Do product pushers really *want* to make their wares inaccessible to anyone who doesn't meet their intelligence quotient? I doubt it. That's where user support material becomes a tool for generating profit: Good documentation makes it easy to use a well-made product. Fantastic documentation makes it easy to use any product.

The faster a consumer reaches the profound pleasure of accomplishment that comes with getting the most out of a product (recalling the entire loaf of bread voraciously consumed the day our family bought its first electric toaster, or discovering that DVDs let you flip from scene to scene with a couple of clicks), the sooner they forget what life was like without your product and begin to publicly extoll its virtues.

Cheers. www.cyberscribe.ca

Mantra35 said...

This link makes my point more clear.
http://www.humanfactors.com/downloads/jun09.asp#research

Anindita said...

Cyberscribe, I generally agree with your views.

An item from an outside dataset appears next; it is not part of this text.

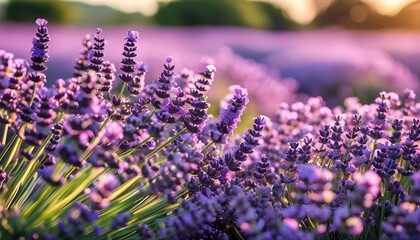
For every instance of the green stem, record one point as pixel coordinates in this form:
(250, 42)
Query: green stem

However, for documentation to be seen as a revenue centre or a profit centre, it would have to show (as a revenue centre) sales that are directly linked to documentation or (as a prodit centre) profits (either as decreased costs or as increased sales) that can be attributed to documentation. The only problem there is - how to? Everyone (including the buyer) will agree that good documentation makes a difference (your example of the newly-bought oven comes to mind - together with the aroma of freshly-baked loaves) but no one reads a help doc before buying a product - only after - so, it'd be difficult to link docs with increased sales. We could link our docs to decreased costs - by contending that decreased calls to support centres are a result of our excellent doc - but again, how do we establish that the drop in support calls is directly attributable to good documentation?

Thoughts?

Anonymous said...

Documentation probably doesn't improve immediate profits, but improves long term profits because it increases the chances a customer will come back for more.

Marc Achtelig said...

I strongly agree with the previous comment. It is a long-term investment, not a short-term one. So good documentation is an excellent investment for a company that plans to sell its products under the same brand for a long time. It might be a poorer investment for a company that plans to drop a brand after a short time and is looking for optimizing short-term profit.